Fast 20.000 Mal am Tag tun wir es: ATMEN. Wir sind uns dessen nicht bewusst, denn es funktioniert ganz automatisch – selbst im Schlaf. Das kann sich schlagartig ändern, wenn man an ARDS (Acute Respiratory Distress Syndrome), dem sogenannten Akuten Atemnotsyndrom, erkrankt. Wissenschaftler der Uniklinik RWTH Aachen wollen mit einer klinischen Studie herausfinden, wie und warum sich das ARDS entwickelt und wie das Leben der Betroffenen nach dieser schweren Erkrankung verläuft.

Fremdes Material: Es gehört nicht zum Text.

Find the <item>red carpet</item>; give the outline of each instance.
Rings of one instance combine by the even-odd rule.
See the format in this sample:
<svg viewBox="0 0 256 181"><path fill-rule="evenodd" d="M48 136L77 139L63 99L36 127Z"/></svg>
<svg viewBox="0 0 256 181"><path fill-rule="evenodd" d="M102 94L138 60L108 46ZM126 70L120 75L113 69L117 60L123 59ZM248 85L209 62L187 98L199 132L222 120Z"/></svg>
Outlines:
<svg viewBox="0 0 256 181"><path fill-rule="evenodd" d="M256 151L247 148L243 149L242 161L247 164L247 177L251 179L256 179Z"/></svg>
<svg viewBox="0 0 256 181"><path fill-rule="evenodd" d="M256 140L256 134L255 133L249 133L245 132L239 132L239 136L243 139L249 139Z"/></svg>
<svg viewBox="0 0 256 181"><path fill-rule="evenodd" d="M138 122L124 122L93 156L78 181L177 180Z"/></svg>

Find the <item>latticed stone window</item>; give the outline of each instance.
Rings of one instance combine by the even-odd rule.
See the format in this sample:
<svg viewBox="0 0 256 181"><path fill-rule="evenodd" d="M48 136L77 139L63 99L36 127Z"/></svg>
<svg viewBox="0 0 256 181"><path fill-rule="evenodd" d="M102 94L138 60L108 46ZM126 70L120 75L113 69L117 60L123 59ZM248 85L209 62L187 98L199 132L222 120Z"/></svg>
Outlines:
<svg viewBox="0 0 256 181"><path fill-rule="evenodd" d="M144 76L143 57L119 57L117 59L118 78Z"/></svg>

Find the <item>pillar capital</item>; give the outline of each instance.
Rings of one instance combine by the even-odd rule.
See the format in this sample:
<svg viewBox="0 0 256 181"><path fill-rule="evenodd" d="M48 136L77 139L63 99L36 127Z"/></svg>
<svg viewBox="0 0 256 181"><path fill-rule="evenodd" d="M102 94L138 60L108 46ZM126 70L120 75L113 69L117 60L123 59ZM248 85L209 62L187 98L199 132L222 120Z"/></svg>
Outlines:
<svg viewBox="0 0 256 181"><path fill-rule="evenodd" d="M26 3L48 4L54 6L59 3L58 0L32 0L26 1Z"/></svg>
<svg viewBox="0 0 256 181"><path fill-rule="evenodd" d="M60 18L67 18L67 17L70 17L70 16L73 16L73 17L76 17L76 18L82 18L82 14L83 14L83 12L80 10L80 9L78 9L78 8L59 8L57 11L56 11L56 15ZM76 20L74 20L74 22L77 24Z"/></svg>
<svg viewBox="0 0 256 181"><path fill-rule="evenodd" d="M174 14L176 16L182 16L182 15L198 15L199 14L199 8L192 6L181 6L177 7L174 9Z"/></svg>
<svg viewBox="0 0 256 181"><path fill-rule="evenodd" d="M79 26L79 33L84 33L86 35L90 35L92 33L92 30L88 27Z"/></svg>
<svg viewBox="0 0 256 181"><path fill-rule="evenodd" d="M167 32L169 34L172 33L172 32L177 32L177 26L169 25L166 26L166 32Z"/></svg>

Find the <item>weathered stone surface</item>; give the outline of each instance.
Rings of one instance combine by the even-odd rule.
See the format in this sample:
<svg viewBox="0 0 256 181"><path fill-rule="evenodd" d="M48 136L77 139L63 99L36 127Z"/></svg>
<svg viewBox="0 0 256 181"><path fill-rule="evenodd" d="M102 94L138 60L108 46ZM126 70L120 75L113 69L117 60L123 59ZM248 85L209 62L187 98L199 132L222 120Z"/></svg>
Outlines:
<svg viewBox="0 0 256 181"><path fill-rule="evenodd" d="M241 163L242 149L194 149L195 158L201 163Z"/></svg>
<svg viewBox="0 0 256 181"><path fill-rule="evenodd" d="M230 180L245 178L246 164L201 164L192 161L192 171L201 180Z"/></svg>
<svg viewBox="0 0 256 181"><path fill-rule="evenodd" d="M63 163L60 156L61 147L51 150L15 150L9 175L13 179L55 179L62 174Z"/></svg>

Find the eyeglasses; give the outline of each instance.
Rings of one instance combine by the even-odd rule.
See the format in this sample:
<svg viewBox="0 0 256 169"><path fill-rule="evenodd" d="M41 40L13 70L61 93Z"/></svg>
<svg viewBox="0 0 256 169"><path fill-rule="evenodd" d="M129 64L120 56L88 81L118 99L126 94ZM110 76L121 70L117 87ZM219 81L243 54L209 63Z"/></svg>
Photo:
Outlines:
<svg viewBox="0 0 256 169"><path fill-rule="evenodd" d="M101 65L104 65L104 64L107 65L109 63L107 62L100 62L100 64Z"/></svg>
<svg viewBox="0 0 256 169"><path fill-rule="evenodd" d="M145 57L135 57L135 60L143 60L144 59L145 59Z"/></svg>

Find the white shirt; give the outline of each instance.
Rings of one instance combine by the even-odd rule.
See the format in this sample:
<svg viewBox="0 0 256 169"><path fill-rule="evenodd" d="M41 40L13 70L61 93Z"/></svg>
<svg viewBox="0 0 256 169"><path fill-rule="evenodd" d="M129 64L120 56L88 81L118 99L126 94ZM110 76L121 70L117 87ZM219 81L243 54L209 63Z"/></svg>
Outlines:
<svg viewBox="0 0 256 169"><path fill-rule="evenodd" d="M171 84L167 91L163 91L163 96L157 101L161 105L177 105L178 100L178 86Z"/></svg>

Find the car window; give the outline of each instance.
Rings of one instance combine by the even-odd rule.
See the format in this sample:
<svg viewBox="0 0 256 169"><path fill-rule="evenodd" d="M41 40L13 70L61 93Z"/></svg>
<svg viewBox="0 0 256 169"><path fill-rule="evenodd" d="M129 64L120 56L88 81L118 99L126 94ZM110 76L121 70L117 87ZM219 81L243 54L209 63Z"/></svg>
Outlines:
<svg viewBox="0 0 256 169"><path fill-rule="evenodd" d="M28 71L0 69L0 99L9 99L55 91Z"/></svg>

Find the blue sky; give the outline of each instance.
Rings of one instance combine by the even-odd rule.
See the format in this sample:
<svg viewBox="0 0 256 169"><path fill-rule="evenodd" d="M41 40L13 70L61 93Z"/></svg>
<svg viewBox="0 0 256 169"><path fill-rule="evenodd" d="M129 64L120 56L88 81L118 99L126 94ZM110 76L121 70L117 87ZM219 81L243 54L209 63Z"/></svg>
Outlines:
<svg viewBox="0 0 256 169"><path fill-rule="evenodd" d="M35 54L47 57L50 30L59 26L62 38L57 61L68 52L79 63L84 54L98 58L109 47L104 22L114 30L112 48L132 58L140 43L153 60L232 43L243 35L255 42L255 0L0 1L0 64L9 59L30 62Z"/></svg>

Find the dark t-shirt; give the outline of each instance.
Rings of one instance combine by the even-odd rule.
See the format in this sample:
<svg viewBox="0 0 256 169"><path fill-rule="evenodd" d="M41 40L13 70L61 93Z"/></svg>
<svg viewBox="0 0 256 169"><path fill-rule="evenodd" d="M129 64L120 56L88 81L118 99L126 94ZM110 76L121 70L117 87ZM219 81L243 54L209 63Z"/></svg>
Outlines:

Anne ist 34 Jahre alt. Sie ist sportlich und hat keinerlei Vorerkrankungen. Aufgrund einer Grippe wird sie ins Krankenhaus eingeliefert, ihr Zustand verschlechtert sich rapide. Die Diagnose: ARDS. Bruno ist 67 Jahre alt. Er leidet an einer chronisch obstruktiven Lungenerkrankung, der COPD, es geht ihm den Umständen entsprechend gut. Doch plötzlich fühlt er sich sterbenskrank, der Notarzt bringt ihn in die Klink. Auch seine Diagnose lautet: ARDS. Während sich Bruno relativ schnell erholt, hat Anne sehr mit den Folgeschäden zu kämpfen, ihre Lebensqualität ist stark eingeschränkt. Beide Fallbeispiele zeigen, dass das Akute Atemnotsyndrom jeden treffen kann und die Genesungsprognose keine Frage des Alters ist. „Viele sind zuvor an einer Lungenentzündung oder Grippe erkrankt. Das sind sehr wichtige Risikofaktoren für ein ARDS“, sagt Dr. med. Alexander Kersten. Der Kardiologe und Intensivmediziner arbeitet seit 13 Jahren in der Uniklinik RWTH Aachen und hat schon viele Patienten mit ARDS behandelt, pro Jahr sind es durchschnittlich 40 bis 50 Personen. „Es gibt starke saisonale Schwankungen, vor allem von November bis April tritt ARDS aufgrund der Grippezeit gehäuft auf“, berichtet er. (Näheres zur Behandlung der ARDS siehe Beitrag „Auf dem Weg zur künstlichen Lunge“).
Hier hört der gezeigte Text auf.